The genome assemblies were annotated with RAST (online version Nov 2017)24,25 and Prokka v 1.12.26 For both tools, the default settings were used. The COG triangles and the OrthoMCL algorithms included in the GET_HOMOLOGUES27,28 software package were used to identify orthologous gene families among the genes annotated by Prokka and RAST in the 24 genome assemblies. GET_HOMOLOGUES was also used to measure the number of orthologous gene families shared by different numbers of the 24 strains and, thus, to define the size of the core and pangenomes of these isolates. Finally, we used GET_HOMOLOGUES to determine whether the pangenome was open or closed by measuring the increase in the pangenome size while the genes of the 24 strains were added to the gene set randomly, one strain at a time.29

To study the synteny among our 24 strains and the genomes of the UPEC model strains CFT073 and EC958 ST-131, the orthologue cluster data generated by GET_HOMOLOGUES were transformed into the i-ADHoRe software input.30 The i-ADHoRe tool was then used to identify syntenic blocks of at least 5 contiguous genes with a maximum discrepancy of 1 gene (only one gene lost or added) between each pair of strains.
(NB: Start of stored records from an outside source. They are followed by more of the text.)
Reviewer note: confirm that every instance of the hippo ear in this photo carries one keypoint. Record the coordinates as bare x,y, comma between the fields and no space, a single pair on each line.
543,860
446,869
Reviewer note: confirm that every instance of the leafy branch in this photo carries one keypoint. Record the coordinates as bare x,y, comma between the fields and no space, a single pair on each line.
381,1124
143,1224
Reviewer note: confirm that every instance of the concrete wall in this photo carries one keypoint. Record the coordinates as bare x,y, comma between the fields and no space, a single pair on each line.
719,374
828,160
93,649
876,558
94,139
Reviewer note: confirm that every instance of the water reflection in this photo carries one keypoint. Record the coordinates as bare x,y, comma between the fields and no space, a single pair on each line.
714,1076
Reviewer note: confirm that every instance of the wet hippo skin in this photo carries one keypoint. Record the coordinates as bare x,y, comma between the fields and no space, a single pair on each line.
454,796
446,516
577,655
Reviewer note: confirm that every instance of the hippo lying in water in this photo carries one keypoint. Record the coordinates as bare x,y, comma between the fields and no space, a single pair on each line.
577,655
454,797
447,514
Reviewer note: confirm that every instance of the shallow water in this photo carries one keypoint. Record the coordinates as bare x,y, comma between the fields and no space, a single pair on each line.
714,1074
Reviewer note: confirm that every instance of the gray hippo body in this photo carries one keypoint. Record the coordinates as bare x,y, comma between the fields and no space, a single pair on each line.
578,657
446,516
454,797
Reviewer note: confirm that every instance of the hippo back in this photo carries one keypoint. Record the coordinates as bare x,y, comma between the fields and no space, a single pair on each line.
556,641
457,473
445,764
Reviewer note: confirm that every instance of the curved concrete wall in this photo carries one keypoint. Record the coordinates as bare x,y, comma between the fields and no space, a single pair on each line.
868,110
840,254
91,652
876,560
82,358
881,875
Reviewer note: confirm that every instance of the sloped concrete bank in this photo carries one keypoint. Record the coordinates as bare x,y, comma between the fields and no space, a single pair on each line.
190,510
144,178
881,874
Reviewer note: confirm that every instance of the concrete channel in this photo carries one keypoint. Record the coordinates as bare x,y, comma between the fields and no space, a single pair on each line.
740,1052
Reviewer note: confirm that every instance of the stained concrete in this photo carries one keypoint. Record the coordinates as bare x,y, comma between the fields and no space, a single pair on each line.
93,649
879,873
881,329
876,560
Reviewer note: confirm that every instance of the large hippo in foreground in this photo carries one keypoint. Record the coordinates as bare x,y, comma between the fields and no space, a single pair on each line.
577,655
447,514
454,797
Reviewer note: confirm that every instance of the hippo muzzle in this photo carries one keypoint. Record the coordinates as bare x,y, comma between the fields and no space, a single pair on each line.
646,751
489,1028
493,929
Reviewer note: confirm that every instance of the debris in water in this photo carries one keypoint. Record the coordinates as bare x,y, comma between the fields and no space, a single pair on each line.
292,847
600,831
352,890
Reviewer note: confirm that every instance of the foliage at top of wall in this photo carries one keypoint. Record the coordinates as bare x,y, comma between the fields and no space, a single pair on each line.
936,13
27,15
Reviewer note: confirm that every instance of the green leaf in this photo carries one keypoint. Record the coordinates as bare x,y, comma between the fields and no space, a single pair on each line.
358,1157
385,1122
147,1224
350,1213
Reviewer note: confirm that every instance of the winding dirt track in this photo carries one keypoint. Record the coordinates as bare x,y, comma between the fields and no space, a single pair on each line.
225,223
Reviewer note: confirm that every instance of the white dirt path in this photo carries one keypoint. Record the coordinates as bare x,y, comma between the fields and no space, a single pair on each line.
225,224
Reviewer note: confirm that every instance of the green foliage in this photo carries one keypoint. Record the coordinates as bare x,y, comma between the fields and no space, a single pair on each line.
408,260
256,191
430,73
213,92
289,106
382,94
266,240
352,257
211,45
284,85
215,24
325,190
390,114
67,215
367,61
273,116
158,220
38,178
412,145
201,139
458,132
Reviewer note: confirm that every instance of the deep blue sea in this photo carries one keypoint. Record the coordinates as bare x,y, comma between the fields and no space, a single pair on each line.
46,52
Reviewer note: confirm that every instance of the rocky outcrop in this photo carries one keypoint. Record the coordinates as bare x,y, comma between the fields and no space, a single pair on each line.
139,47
Serotype, MLST analysis and phylogenetic group assignation

The genome assemblies were uploaded to SeroTypeFinder v1.1 (Ref.31), which identifies E. coli serotypes from draft or complete genome assemblies. This online tool depends on a database of alleles of the O-antigen-related genes wzx, wzy, wzm, and wzt and the H-antigen-related genes fliC, flkA, fllA, flmA, and flnA. The assemblies were also subjected to MultiLocus Sequence Typing (MLST) with the online tool MLST v1.8 (Ref.32), which determined the sequence type (ST) for each of the 24 assembled genomes. Each ST corresponds to a specific combination of alleles of the adk, fumC, gyrB, icd, mdh, purA and recA genes. To determine the location of the 24 UPEC isolates within the known E. coli phylogroups (A, D, E, B1 or B2), we carried out alignment of the sequences of adk, fumC, gyrB, icd, mdh, purA and recA from the 24 assembled genomes and 17 E. coli model strains whose phylogroup is known. We constructed a phylogenetic tree from a MAFT 7.313 (Ref.33) nucleotide alignment with the maximum likelihood method (Figure S1). The phylogroups of the 24 isolates were determined from their location in the phylogeny.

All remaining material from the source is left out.